1970 film by Burgess Meredith

The Yin and the Yang of Mr. Go is a 1970 British thriller film directed by Burgess Meredith. It was shot in Hong Kong and Toronto, Canada.

== Plot ==
An American army deserter, fanatic and aspiring writer named Nero Finnigan, living in Hong Kong becomes involved with the notorious Mr. Go, a half Chinese half Mexican organized crime mastermind. They conspire to blackmail an American weapons scientist, professor Bannister, into providing secrets to Mr. Go's organization for resale to the highest bidder, and Go secretly films the bisexual Bannister having sex with Nero.

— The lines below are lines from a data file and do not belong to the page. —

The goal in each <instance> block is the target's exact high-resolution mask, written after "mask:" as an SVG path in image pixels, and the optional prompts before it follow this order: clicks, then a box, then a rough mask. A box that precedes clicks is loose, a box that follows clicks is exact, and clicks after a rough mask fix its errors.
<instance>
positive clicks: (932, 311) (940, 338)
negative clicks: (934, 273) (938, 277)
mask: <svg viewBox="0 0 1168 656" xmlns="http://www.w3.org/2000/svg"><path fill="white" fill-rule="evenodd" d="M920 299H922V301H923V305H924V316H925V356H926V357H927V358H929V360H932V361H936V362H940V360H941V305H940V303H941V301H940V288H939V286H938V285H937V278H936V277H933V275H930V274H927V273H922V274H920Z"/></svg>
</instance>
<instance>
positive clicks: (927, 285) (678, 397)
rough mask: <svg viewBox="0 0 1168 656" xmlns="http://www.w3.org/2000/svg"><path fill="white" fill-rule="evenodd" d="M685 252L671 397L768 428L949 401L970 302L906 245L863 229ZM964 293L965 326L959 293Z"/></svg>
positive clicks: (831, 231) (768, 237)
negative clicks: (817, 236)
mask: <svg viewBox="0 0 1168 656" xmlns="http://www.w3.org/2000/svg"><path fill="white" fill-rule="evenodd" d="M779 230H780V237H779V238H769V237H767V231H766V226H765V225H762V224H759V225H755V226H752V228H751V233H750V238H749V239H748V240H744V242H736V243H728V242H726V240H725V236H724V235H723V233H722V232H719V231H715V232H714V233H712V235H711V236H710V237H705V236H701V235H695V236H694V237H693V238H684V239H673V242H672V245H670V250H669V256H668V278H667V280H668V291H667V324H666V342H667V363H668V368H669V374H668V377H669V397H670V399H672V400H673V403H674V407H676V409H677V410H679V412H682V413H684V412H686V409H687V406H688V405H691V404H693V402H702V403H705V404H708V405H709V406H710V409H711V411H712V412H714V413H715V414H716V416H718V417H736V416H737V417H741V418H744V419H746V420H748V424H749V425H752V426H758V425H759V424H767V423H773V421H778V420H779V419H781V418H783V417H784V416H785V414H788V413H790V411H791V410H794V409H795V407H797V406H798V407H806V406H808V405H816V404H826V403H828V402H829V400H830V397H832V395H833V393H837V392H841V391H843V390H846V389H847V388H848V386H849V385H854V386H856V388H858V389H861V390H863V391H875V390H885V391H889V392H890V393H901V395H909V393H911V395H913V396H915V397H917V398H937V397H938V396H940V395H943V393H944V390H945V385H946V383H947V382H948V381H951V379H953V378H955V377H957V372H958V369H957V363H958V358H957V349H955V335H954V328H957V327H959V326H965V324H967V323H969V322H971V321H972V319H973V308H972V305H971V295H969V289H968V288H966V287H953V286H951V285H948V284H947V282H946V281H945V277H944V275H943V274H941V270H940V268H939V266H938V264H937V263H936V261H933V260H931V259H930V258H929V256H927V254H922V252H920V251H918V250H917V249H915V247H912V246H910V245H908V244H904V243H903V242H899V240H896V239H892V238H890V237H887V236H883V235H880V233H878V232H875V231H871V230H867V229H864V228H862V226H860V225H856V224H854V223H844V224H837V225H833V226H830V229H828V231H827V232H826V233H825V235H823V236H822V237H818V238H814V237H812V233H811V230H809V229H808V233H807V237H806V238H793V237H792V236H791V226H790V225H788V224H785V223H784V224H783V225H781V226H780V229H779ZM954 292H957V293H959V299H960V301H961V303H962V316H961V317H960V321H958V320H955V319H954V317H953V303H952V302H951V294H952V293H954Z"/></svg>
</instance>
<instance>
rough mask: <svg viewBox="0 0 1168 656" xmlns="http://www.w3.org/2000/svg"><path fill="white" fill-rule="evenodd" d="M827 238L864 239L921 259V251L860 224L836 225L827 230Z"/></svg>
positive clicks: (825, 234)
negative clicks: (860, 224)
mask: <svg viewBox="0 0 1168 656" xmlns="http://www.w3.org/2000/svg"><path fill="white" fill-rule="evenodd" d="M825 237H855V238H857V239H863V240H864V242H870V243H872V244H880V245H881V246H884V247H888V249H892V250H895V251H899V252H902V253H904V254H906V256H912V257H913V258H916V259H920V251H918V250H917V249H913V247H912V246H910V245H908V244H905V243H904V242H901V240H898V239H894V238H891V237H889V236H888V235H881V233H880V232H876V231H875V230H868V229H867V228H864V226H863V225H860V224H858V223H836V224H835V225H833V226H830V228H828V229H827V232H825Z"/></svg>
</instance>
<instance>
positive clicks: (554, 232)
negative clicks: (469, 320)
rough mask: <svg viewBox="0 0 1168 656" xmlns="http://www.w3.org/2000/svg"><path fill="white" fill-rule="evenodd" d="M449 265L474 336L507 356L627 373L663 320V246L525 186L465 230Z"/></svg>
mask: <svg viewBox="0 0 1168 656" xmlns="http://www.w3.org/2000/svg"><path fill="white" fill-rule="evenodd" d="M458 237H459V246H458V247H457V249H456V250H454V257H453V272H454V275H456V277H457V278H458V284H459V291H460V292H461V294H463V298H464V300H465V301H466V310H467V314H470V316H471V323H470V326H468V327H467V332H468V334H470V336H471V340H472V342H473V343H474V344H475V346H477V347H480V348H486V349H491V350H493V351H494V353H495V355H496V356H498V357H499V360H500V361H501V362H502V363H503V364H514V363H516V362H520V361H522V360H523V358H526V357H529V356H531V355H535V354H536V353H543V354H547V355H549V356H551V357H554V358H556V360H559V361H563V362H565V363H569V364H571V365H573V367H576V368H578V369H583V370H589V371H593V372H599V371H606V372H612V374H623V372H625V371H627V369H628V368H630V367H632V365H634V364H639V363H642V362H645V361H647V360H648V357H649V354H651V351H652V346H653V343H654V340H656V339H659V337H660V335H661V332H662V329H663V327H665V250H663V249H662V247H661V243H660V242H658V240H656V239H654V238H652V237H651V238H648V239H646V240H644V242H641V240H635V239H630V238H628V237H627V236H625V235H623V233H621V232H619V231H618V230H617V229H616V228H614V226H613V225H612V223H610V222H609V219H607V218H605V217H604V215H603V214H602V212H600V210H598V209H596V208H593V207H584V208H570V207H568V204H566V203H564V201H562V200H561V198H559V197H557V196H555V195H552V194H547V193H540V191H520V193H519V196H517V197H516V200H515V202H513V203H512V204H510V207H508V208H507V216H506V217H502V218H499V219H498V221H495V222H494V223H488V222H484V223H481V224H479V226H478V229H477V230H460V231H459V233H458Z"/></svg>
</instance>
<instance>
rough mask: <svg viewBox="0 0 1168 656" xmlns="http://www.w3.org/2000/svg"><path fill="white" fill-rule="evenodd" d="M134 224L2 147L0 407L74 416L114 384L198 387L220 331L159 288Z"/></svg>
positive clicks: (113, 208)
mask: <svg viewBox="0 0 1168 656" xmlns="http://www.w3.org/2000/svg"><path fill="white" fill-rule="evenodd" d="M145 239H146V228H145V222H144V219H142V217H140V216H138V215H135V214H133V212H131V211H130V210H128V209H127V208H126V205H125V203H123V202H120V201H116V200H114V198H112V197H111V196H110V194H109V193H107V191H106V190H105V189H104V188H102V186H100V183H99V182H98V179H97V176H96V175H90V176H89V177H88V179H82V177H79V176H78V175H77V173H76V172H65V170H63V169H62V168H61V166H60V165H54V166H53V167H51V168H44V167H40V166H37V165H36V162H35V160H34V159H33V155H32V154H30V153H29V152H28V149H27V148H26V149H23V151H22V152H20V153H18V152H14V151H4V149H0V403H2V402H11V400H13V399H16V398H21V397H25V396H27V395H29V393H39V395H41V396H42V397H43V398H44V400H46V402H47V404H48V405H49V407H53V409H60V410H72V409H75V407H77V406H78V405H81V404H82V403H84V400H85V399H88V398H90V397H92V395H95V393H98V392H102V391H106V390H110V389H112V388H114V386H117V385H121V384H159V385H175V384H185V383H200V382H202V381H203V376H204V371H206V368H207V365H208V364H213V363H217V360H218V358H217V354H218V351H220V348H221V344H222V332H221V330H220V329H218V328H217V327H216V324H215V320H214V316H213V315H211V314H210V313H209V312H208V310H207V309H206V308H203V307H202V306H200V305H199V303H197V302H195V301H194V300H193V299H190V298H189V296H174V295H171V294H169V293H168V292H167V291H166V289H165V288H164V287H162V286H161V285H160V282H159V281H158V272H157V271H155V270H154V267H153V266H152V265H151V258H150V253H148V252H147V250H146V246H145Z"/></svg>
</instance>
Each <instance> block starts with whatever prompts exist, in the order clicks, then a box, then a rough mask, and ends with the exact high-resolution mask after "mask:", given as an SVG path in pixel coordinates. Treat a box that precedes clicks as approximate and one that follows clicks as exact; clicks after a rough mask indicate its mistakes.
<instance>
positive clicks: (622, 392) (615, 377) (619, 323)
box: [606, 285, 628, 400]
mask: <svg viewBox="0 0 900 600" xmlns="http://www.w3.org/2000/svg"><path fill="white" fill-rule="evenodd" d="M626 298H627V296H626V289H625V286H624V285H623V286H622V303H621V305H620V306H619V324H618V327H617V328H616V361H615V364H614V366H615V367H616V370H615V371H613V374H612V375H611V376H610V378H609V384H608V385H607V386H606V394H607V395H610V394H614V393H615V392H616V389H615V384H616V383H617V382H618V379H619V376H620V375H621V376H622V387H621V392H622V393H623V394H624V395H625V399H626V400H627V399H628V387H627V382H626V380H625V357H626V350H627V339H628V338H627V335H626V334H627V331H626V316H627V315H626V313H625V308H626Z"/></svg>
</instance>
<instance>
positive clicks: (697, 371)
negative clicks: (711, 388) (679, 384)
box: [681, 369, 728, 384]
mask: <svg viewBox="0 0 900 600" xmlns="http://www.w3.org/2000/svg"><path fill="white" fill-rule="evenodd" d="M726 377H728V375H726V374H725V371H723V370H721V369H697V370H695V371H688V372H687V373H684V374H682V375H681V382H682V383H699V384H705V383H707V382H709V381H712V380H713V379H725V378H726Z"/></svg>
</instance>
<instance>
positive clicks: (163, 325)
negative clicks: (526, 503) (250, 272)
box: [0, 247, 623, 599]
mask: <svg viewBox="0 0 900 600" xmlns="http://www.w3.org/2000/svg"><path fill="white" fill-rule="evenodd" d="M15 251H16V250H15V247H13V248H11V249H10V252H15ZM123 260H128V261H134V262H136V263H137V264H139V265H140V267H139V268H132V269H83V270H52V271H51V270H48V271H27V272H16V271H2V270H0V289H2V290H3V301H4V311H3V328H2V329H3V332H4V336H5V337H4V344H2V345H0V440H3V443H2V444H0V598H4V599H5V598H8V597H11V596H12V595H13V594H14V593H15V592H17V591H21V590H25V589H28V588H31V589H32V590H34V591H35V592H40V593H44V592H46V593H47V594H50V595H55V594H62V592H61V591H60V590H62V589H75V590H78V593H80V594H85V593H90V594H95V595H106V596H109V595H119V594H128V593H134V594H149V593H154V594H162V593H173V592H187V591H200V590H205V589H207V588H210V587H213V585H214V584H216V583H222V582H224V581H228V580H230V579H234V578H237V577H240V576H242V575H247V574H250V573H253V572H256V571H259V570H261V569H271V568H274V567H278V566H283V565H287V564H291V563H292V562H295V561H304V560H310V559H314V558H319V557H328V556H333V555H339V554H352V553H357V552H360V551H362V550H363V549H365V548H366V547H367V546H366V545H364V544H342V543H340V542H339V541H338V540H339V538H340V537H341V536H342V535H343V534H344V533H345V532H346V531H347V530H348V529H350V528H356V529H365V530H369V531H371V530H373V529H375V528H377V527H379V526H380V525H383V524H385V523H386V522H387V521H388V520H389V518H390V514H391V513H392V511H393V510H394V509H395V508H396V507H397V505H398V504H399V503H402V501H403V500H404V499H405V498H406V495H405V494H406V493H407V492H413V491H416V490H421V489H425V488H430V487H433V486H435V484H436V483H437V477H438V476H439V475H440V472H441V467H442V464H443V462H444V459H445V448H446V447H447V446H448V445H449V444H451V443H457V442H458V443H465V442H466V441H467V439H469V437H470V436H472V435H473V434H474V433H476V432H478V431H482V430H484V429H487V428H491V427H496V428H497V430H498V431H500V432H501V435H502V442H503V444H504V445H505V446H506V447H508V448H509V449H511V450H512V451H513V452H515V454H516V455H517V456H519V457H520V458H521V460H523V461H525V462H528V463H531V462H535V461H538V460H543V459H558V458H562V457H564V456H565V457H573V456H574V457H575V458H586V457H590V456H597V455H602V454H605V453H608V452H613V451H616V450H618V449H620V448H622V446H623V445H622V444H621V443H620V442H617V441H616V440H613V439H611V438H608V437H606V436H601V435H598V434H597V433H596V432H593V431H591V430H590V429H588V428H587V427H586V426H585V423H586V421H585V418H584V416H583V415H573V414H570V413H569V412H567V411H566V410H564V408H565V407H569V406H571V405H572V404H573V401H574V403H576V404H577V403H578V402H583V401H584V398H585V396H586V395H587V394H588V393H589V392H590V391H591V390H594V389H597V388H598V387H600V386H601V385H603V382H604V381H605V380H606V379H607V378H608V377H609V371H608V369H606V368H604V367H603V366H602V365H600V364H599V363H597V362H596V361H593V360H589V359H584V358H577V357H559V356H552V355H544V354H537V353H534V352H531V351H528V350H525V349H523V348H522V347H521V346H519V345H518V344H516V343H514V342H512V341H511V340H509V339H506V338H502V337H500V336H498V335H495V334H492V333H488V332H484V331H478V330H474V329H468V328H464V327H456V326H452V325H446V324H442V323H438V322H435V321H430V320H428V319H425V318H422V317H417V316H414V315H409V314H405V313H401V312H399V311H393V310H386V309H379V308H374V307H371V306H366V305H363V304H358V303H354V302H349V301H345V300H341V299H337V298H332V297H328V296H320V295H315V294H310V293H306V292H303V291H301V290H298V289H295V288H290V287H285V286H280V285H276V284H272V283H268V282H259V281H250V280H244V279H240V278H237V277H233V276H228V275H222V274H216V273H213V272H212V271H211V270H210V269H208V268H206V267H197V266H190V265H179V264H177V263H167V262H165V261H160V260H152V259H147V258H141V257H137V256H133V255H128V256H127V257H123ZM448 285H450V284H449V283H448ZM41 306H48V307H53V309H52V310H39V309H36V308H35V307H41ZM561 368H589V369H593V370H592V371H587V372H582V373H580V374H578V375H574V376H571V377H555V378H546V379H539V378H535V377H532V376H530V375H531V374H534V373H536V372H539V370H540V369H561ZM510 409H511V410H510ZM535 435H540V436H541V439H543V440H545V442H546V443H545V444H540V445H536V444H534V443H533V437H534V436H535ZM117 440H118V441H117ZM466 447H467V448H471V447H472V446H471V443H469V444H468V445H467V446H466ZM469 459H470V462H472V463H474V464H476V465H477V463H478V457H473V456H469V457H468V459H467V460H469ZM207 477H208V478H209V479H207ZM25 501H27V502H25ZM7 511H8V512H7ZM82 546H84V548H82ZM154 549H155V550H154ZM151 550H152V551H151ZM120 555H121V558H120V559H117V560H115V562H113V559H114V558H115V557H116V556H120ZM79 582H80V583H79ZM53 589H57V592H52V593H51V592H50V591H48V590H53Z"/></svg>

Leo Zimmerman, who is an American CIA agent and James Joyce scholar, then arrives and is charged with recovering the scientist and his work by whatever means necessary.

== Cast ==
- James Mason as Y.Y. Go
- Jack MacGowran as Leo Zimmerman
- Irene Tsu as Tah-Ling
- Jeff Bridges as Nero Finnegan
- Peter Lind Hayes as Prof. Robert Bannister
- Clarissa Kaye-Mason as Zelda
- Burgess Meredith as The Dolphin
- Gigo Tevzadze as Dr. Ading
- King Hu as Ito Suzuki
- Broderick Crawford as Parker
- Jay Adler as Dr. Yul
- June Sampson as Miss Hagen

== Production ==
The film was shot on location in Hong Kong, except for the CIA boardroom scenes. The production ran out of money and was officially never completed. It was released in Southeast Asia as The Third Eye. The scenes featuring Broderick Crawford was believed to have been added later.

According to Irene Tsu, actor James Mason and director Burgess Meredith didn't get along and eventually didn't even speak to each other.